Feature: F10 Web Dashboard
Branch: 010-web-dashboard
Date: 2024-02-14
This document defines the data structures for the web dashboard feature. The dashboard is stateless and read-only, consuming data from existing Registry and MetricsCollector. New entities are minimal: request history entries and WebSocket update messages.
Purpose: Represents a single completed request in the 100-entry ring buffer.
Source: Created by dashboard module when requests complete (hooked into request lifecycle).
Lifecycle:
- Created: When request completes (success or error)
- Updated: Never (immutable once created)
- Deleted: Automatically when buffer exceeds 100 entries (FIFO)

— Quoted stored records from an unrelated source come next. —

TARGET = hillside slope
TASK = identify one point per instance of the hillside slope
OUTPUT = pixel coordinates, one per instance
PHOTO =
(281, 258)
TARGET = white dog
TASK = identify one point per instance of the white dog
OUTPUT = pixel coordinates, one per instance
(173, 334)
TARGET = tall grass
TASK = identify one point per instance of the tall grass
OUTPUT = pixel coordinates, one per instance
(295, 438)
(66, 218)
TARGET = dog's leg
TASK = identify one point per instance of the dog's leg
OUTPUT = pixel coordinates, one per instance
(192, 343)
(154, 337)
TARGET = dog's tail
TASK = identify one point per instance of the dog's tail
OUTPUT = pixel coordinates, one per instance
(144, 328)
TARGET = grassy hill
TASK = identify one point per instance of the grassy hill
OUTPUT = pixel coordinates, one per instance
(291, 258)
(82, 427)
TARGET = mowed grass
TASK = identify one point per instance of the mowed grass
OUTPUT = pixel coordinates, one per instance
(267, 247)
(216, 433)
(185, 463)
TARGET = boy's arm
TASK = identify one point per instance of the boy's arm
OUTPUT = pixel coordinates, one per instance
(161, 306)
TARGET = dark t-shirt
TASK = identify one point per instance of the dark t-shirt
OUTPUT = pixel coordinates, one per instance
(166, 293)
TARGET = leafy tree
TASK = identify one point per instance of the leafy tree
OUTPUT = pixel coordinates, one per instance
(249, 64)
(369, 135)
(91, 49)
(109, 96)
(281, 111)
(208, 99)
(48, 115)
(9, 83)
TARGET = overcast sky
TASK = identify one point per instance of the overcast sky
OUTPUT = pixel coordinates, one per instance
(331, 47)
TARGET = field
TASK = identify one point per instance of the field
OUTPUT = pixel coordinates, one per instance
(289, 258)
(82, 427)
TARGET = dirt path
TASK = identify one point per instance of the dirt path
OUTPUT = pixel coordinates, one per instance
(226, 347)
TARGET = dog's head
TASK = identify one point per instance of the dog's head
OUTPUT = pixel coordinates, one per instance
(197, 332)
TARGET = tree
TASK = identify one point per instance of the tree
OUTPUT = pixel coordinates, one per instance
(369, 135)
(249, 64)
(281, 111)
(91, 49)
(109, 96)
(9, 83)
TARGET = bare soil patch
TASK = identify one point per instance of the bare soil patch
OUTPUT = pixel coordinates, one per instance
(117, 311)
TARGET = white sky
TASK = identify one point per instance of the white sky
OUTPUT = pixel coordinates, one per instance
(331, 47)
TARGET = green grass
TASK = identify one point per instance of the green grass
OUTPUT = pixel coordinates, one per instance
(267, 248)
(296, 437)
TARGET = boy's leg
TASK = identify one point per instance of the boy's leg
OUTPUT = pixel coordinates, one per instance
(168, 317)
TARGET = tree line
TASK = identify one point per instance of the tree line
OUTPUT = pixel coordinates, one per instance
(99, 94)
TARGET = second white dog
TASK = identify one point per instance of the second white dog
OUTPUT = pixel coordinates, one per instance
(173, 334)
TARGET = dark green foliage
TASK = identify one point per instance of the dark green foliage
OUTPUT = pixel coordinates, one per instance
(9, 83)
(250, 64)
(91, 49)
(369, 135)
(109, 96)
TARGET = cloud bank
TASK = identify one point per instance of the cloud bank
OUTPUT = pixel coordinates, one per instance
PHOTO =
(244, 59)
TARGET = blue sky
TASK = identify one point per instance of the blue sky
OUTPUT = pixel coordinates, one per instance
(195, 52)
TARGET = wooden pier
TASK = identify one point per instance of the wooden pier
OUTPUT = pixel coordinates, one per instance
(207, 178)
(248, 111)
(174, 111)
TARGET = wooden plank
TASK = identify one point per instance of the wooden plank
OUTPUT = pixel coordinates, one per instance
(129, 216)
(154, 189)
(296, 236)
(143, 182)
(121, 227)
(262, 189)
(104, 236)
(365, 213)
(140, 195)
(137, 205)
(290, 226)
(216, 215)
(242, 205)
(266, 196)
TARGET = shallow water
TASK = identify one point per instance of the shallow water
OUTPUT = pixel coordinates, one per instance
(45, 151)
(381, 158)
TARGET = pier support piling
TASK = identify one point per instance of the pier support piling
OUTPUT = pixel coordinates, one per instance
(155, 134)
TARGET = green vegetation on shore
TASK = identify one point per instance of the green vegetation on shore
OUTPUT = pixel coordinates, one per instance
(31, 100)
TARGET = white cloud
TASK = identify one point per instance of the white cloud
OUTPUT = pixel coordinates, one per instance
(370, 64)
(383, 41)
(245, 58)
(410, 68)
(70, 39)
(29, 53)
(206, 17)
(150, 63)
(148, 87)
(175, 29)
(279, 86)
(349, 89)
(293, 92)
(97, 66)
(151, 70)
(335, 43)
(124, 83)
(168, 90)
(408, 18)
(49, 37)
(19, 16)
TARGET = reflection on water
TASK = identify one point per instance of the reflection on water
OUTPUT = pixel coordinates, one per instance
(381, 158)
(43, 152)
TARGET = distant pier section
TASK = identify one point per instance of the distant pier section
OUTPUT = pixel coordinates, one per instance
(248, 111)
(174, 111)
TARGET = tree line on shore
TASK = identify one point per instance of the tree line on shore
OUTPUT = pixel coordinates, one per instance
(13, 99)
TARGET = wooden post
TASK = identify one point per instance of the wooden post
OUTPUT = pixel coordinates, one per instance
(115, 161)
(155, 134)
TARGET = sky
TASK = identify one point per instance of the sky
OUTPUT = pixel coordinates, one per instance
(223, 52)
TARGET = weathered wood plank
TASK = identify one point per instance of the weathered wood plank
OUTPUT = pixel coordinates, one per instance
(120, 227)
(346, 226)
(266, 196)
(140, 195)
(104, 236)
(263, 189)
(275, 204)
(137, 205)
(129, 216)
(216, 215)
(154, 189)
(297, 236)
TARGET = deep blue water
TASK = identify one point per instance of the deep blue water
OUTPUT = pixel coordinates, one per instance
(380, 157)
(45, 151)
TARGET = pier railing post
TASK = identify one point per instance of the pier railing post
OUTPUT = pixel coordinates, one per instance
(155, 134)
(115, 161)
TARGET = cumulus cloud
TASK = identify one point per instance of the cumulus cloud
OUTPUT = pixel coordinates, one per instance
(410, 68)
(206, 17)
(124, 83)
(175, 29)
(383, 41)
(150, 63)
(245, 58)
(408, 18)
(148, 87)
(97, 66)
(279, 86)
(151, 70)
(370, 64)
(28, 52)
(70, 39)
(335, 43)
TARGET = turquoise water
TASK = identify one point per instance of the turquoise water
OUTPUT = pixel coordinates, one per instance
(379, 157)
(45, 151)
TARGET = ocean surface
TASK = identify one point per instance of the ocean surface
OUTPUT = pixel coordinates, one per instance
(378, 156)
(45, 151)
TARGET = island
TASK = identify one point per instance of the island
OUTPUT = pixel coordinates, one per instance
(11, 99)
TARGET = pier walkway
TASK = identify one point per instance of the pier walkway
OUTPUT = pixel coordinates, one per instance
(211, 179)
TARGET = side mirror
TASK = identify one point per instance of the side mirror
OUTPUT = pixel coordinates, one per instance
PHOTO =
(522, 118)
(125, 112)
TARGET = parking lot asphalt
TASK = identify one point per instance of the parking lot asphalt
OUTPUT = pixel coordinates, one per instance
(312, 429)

Storage: In-memory VecDeque in AppState, wrapped in Arc for concurrent access.
| Field | Type | Required | Validation | Description |
|---|---|---|---|---|
timestamp |
DateTime<Utc> |
Yes | Must be valid UTC timestamp | When the request completed |
model |
String |
Yes | Non-empty, max 256 chars | Model name requested (e.g., "llama3:70b") |
backend_id |
String |
Yes | Non-empty, must match a backend ID | Which backend served the request |
duration_ms |
u64 |
Yes | >= 0 | Request duration in milliseconds |
status |
RequestStatus |
Yes | Must be Success or Error | Outcome of the request |
error_message |
Option<String> |
No | Max 1024 chars if present | Error details if status is Error |
- Backend:
backend_idreferences a Backend in the Registry (many-to-one) - Model:
modelis a string reference to a Model (not a foreign key, as models can be removed)
use chrono::Utc;
pub struct HistoryEntry {
pub timestamp: DateTime<Utc>,
pub model: String,
pub backend_id: String,
pub duration_ms: u64,
pub status: RequestStatus,
pub error_message: Option<String>,
}
#[derive(Debug, Clone, Copy, PartialEq, Eq, Serialize, Deserialize)]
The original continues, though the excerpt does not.